今回のCSISのレポートを見て台湾が一気に陥落する可能性は低いとわかって安心しましだが一番気になるのはレポートを見て習近平や人民解放軍幹部がどう思うかです。

中国海軍が壊滅することに恐れをなしてくれたら良いのですが、むしろ彼らが「アメリカも空母が沈没するほどの大打撃を受けるなら積極的に台湾に関与しないだろう」などと考え始めたら最悪ですね。

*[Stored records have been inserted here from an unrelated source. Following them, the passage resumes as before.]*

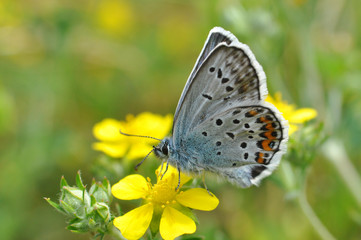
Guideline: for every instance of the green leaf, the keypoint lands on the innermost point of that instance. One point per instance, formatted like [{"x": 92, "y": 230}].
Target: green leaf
[
  {"x": 68, "y": 209},
  {"x": 63, "y": 182},
  {"x": 55, "y": 205}
]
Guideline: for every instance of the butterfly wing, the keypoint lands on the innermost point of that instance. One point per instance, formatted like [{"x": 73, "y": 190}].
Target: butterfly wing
[{"x": 228, "y": 81}]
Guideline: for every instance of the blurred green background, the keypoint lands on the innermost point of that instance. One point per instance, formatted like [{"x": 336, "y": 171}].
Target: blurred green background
[{"x": 66, "y": 65}]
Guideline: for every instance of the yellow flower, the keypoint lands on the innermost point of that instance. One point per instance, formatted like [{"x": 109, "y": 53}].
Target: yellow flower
[
  {"x": 117, "y": 145},
  {"x": 294, "y": 116},
  {"x": 161, "y": 201},
  {"x": 115, "y": 16}
]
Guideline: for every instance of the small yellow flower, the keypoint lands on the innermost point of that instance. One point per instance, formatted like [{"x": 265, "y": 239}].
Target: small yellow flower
[
  {"x": 294, "y": 116},
  {"x": 161, "y": 199},
  {"x": 117, "y": 145},
  {"x": 115, "y": 16}
]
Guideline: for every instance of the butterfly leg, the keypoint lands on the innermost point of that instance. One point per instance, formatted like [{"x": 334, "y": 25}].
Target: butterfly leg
[
  {"x": 161, "y": 168},
  {"x": 204, "y": 183},
  {"x": 166, "y": 169},
  {"x": 138, "y": 165},
  {"x": 178, "y": 178}
]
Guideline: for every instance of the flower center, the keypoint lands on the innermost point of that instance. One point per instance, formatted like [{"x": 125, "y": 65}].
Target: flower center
[{"x": 162, "y": 192}]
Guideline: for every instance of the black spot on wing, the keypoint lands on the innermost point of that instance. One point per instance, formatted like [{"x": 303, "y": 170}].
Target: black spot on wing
[
  {"x": 231, "y": 135},
  {"x": 224, "y": 80},
  {"x": 207, "y": 96},
  {"x": 257, "y": 170}
]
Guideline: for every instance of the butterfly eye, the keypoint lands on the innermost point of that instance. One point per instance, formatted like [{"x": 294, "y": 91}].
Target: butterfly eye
[{"x": 165, "y": 149}]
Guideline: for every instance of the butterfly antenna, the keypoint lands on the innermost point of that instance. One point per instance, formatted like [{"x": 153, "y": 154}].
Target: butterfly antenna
[
  {"x": 137, "y": 166},
  {"x": 133, "y": 135}
]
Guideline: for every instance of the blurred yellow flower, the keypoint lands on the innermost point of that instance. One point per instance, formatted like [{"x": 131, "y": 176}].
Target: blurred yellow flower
[
  {"x": 115, "y": 16},
  {"x": 117, "y": 145},
  {"x": 294, "y": 116},
  {"x": 161, "y": 201}
]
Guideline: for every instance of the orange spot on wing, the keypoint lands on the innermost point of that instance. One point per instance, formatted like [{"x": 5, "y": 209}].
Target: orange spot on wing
[
  {"x": 265, "y": 145},
  {"x": 269, "y": 136},
  {"x": 253, "y": 112},
  {"x": 260, "y": 158}
]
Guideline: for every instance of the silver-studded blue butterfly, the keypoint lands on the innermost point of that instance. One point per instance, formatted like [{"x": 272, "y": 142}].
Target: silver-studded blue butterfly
[{"x": 222, "y": 123}]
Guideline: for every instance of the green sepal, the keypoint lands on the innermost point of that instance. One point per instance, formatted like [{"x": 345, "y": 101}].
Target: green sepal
[
  {"x": 63, "y": 182},
  {"x": 67, "y": 208},
  {"x": 55, "y": 205},
  {"x": 79, "y": 182},
  {"x": 154, "y": 224},
  {"x": 102, "y": 210},
  {"x": 108, "y": 188}
]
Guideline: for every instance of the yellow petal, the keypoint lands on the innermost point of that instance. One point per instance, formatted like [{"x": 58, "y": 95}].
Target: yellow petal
[
  {"x": 174, "y": 223},
  {"x": 198, "y": 198},
  {"x": 149, "y": 124},
  {"x": 293, "y": 128},
  {"x": 115, "y": 150},
  {"x": 133, "y": 224},
  {"x": 302, "y": 115},
  {"x": 138, "y": 150},
  {"x": 131, "y": 187},
  {"x": 108, "y": 130}
]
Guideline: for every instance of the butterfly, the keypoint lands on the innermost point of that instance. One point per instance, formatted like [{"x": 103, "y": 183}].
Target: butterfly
[{"x": 222, "y": 123}]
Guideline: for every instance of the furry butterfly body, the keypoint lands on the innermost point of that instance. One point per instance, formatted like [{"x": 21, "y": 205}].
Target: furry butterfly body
[{"x": 222, "y": 123}]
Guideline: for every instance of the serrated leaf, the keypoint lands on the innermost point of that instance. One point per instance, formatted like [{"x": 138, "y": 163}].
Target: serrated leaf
[{"x": 55, "y": 205}]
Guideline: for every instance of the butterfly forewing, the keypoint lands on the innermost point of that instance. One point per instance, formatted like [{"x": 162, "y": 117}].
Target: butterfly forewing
[
  {"x": 222, "y": 123},
  {"x": 227, "y": 78}
]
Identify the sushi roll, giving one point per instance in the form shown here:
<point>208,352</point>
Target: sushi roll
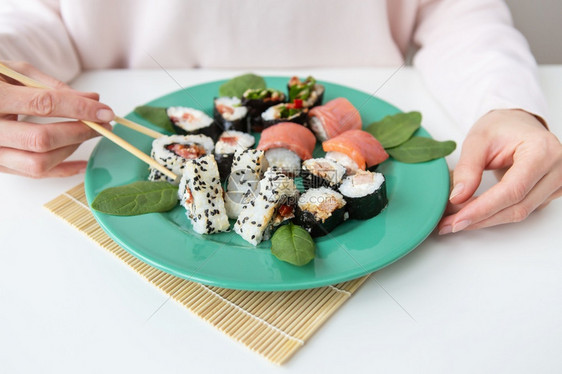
<point>286,144</point>
<point>365,193</point>
<point>308,91</point>
<point>228,143</point>
<point>333,118</point>
<point>200,192</point>
<point>173,152</point>
<point>230,114</point>
<point>257,101</point>
<point>192,121</point>
<point>289,112</point>
<point>355,149</point>
<point>320,210</point>
<point>321,172</point>
<point>248,167</point>
<point>274,204</point>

私は左翼のように過去の戦争と現代を安直に結びつけて"反戦平和"の材料にするわけではありませんが、真珠湾攻撃の時の日本もシミュレーションで負けることが分かっていながら「太平洋艦隊を壊滅させれば早期講和に乗り出す」とか「どうせ戦争するなら戦力差が小さい今こそするべき」と考えたようなことを習近平や軍幹部が思っていなければ良いのですが。

衝撃的なレポートでした。
台湾有事の際は横田基地周辺も焼け野原になるなー、駐屯地もあるし、その時は諦めます。
ここまでの想定がされていると思いもよりませんでした。
日本中の米軍や自衛隊が対象では日本は火だるまです。

鈴置さんの日本は韓国を切り台湾をパートナーに選んだ、確かにそうなんですよね。
一連の反日運動でも嫌気がさしてますし、慰安婦問題からも何も信用できない国です。

貿易額をみても、2021年には台湾への輸出額が増え韓国を抜いています。
台湾への投資も増加中ですし、今後も増える見込みです。

韓国が攻撃された場合、在韓日本人の避難は諦めてもらうしかないですね、日韓関係が改善されても今までの悪行を見る限り、自衛隊機や船の受け入れを拒む可能性も高い。
そのくせ政治家共は日本へ避難させてくれと泣きつく姿が想像できます。
同盟を結んでいなくて良かった。

自民党議員の中にも韓国に譲歩すべしみたいなことをいう人がいますが、どれほど韓国が好きなんだよ。
譲歩してきた結果が今の関係、譲歩して損するのは日本ですが総理の考えは‥ヤバそう。

 中国の狙いは単に台湾奪取だけではなくて、その先にあるアジア全体の地域覇権を米国から奪い取る事。
それは細かく言えば、地域公海上の航行の自由は米国によって保たれてて、それを打ち破り奪取したい中国の野望によって「台湾回帰」がまずある、って事です。
だから「台湾有事は日本の有事」なのであって、これまでの韓国のような「中国の主権問題に立ち入らない」などと言うスタンスでは成り立たないし、特に在寅の「対北融和政策」なんぞ愚の骨頂です。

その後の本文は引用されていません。